WYRED Research Aim 1

Collection of a West Yorkshire Database

Research Aim 1: Collection of a West Yorkshire Database

There are currently no large, forensically-relevant databases that are representative of Northern British English speech varieties. WYRED will collect a database of West Yorkshire (WY) male speakers from three of the biggest urban areas in the county (Kirklees, Bradford and Wakefield). The most recent census indicated that there were at least 5.3 million people living in Yorkshire and the Humber (Office of National Statistics, 2011). The proximity of the regions to the University of Huddersfield, the host institution, will facilitate the recruitment of participants for the study.

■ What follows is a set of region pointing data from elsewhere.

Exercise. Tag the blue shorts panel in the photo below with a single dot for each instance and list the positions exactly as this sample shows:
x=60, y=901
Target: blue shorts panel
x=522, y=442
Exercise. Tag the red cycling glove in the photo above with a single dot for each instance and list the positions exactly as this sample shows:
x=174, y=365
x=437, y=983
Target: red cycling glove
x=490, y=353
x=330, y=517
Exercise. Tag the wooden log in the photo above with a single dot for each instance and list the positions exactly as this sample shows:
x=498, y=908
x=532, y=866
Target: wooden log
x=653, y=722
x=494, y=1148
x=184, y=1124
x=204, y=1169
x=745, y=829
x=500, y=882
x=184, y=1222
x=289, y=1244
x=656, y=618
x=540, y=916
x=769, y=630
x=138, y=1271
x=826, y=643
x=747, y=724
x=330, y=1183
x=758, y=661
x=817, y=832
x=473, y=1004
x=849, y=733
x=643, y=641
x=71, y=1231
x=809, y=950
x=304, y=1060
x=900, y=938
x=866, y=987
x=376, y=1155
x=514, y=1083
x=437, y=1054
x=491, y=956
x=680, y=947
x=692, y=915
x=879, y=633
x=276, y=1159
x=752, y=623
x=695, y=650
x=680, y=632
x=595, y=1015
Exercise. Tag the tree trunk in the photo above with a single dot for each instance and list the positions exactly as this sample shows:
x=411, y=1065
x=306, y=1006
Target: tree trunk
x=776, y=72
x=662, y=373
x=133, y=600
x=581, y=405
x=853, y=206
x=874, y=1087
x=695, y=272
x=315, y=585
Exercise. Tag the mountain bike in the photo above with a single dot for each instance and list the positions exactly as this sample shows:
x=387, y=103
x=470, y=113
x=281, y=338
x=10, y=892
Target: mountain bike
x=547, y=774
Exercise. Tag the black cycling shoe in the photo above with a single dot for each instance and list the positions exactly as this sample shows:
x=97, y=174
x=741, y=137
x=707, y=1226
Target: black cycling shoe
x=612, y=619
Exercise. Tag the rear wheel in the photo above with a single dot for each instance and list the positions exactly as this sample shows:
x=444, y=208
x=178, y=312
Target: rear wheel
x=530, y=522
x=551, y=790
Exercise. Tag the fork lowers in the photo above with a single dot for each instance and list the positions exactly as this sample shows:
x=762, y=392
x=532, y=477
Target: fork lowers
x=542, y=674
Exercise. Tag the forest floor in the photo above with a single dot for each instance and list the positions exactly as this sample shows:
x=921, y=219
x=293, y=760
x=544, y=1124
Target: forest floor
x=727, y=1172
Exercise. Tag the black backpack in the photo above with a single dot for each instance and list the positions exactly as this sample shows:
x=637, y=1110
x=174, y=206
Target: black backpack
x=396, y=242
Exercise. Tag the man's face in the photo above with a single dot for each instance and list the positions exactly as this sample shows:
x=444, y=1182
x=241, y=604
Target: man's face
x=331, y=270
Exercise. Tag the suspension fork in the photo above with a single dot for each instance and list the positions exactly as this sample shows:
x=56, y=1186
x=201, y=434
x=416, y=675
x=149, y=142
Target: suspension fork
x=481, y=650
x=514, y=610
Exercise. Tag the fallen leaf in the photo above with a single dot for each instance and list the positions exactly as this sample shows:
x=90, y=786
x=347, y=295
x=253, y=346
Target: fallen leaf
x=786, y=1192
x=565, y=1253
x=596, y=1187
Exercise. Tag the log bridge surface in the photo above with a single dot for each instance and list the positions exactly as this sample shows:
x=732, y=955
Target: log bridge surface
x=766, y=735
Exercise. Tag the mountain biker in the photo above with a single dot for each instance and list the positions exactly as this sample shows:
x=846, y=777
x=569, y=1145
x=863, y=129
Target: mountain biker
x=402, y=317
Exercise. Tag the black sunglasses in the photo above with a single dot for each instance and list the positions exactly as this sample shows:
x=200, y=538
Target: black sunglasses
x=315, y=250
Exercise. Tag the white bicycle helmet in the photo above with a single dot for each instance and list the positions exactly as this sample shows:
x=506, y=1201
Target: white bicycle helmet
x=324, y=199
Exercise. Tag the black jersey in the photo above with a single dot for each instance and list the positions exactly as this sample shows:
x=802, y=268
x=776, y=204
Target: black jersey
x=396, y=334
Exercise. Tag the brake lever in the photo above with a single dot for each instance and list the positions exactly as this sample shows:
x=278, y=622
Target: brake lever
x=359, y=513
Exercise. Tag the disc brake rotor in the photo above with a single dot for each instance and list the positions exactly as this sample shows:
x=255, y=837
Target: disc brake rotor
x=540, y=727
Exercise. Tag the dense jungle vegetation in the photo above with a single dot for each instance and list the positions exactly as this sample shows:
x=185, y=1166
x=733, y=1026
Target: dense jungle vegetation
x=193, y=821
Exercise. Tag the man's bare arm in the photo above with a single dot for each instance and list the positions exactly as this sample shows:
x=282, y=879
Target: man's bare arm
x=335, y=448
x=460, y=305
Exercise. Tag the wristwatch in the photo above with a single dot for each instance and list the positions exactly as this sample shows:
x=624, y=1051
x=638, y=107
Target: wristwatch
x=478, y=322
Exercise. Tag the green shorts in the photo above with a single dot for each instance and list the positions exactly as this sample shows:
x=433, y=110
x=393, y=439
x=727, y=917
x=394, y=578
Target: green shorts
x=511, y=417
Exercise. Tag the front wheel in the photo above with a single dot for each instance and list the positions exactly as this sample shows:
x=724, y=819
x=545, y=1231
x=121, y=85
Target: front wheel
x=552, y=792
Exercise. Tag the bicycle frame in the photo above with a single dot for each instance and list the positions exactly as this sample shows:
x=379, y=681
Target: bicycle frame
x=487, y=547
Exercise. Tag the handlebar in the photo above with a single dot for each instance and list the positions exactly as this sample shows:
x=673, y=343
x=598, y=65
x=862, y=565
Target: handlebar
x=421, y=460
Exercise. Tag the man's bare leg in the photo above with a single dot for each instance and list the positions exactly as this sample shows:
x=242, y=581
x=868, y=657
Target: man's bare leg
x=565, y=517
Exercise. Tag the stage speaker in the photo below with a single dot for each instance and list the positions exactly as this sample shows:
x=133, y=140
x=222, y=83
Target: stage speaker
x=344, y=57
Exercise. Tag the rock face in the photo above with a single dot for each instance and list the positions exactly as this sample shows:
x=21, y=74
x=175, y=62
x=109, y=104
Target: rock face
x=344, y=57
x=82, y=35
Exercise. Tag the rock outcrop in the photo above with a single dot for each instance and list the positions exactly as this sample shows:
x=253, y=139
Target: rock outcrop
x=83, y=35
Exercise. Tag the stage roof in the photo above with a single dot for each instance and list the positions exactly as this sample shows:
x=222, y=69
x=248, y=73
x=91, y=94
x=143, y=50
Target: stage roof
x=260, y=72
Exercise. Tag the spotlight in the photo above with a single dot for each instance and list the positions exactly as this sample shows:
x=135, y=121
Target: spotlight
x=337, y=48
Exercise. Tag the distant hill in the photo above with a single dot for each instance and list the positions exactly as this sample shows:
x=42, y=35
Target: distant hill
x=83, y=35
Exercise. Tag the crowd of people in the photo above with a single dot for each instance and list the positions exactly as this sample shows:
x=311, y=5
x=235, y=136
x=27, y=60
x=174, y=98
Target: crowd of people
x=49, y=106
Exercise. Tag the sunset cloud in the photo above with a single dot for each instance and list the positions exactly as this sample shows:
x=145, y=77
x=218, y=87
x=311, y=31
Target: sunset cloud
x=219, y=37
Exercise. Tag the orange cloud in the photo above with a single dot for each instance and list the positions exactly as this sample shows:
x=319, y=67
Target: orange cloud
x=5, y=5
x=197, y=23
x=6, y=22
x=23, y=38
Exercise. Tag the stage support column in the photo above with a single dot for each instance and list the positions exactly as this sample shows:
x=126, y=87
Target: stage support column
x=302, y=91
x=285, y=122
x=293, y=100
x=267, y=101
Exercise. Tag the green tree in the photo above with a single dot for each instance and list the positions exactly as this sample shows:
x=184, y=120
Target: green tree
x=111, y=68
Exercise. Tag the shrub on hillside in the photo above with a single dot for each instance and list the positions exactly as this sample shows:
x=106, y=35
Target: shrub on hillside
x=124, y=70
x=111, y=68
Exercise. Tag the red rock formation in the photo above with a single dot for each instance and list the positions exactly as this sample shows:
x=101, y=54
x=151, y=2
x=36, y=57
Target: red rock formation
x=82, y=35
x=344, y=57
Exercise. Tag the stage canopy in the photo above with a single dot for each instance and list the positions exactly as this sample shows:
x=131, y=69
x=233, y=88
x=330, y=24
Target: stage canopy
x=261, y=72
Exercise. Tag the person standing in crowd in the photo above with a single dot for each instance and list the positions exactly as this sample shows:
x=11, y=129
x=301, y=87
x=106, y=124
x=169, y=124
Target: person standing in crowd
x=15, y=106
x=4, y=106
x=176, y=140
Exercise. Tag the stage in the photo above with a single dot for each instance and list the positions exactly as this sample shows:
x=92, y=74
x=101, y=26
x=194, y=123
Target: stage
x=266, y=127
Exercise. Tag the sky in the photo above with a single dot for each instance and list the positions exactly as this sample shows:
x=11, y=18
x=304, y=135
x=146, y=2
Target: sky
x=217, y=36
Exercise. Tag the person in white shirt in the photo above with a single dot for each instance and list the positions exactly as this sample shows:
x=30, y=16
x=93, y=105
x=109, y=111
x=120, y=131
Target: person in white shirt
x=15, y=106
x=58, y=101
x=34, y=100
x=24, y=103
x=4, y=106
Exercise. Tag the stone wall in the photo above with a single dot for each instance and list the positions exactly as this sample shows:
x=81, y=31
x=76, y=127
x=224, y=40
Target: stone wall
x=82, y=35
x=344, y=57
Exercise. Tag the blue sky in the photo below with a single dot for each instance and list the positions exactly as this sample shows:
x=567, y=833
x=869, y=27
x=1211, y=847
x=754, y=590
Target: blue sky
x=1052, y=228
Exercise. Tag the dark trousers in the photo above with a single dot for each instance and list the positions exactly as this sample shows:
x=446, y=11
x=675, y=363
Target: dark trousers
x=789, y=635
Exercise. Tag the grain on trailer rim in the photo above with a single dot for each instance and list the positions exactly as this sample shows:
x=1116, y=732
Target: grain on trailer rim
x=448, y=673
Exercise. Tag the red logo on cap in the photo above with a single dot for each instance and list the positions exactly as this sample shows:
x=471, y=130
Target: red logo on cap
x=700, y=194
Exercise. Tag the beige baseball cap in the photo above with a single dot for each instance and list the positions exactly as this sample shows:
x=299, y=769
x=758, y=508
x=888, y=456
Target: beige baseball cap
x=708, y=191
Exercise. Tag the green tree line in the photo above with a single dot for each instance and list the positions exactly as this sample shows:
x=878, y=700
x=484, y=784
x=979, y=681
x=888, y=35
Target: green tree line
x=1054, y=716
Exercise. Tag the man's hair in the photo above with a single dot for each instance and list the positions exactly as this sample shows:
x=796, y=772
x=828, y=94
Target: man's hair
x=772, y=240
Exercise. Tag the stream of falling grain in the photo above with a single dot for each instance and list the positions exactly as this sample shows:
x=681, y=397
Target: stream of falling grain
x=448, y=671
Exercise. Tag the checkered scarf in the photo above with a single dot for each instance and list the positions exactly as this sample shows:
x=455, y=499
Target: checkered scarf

The database will include spontaneous speech, from a large number of speakers from three regions within WY, recorded under both studio and telephone quality conditions. 180 male speakers will be recorded. Participants will be required to have English as their first and only language, have gone to school in one of the four areas, and grown up in an English-only speaking household. 60 speakers will be collected from each of the following areas within WY: Kirklees, Bradford and Wakefield. This is a substantially larger number of participants than in previous forensic phonetic studies of English, and the first to include multiple urban areas within the same county.

The recordings will closely follow the collection procedures followed by the DyViS database for Task 1 and Task 2 (Nolan et al., 2009). Task 3 will consist of non-crime related discussion (e.g. sport, food, travel) between a speaker and a friend that meets the same eligibility requirements. It is often the case that suspects offer ‘no comment’ responses related to the crime in question. However, in order to obtain a speech sample from the suspect, the interviewer will attempt to discuss another topic.

The following data will be collected from all subjects:

  • Task 1: a mock police interview (research assistant A; studio quality)
  • Task 2: telephone conversation with ‘accomplice’ (research assistant B) – interview debrief (recorded on two lines – studio and telephone quality)
  • Task 3: spontaneous conversation with a friend (similar age, same gender and region) (studio quality; recorded one week later)
  • Task 4: answerphone message recording (recorded on two lines – studio and telephone quality; one week later)

All speakers will record the first two tasks and the final tasks one week apart to enable the analysis of non-contemporaneous variation, a significant concern in forensic cases (Enzinger and Morrison, 2012; Morrison et al., 2012). Full orthographic transcripts of all data will be provided.

Data Analysis

All analysed linguistic-phonetic data will be used to address Aims 2 and 3 for the project. The studio quality data will be used in the analysis of hesitation markers and long-term formant distributions, as it is comparable to work already carried out on the DyViS database (see Gold et al., 2013; Wood et al., 2014). Voice quality (VQ) and fundamental frequency (f0) will be analysed using both the studio and telephone quality data, as comparable work has also been carried out on the DyViS databse (see Stevens and French, 2012; Hudson et al., 2007; Gold, 2014; current telephone quality f0 analysis currently being carried out by Hudson). These four speech parameters have been selected based on expert opinion regarding highly discriminant parameters (Gold and French, 2011), and have also been shown to be highly discriminant in previous research (Gold et al., 2013; Stevens and French, 2012; Wood et al., 2014; Gold, 2014). The analysis of the four parameters will be used to provide population data for WY, and will also be used to determine the generalisability of regional speech data.

Data will be analysed with Praat using standard acoustic techniques. Statistical analysis will be carried out using MatLab implementation of Aitken and Lucy’s (2004) Multivariate Kernel-Density formula (Morrison, 2007) to calculate likelihood ratios. The likelihood ratio (LR) is a gradient measure of the value of evidence (Aitken and Taroni, 2004) or what is also referred to as the strength of evidence (Rose, 2002) under a Bayesian framework. An LR is the calculation of the probability of obtaining the results of a given forensic examination on the basis of the prosecution hypothesis divided by the probability of obtaining those same results on the basis of the defence hypothesis. Calculating LRs will allow the assessment of typicality of the specific speech parameters in the population and also allow for direct comparisons to the suitability of using different regional population data as the background population. LR models do not currently exist to analyse VQ, therefore the methods for analysing variability and considering the discriminant ability of the parameter will follow that of Stevens and French (2012).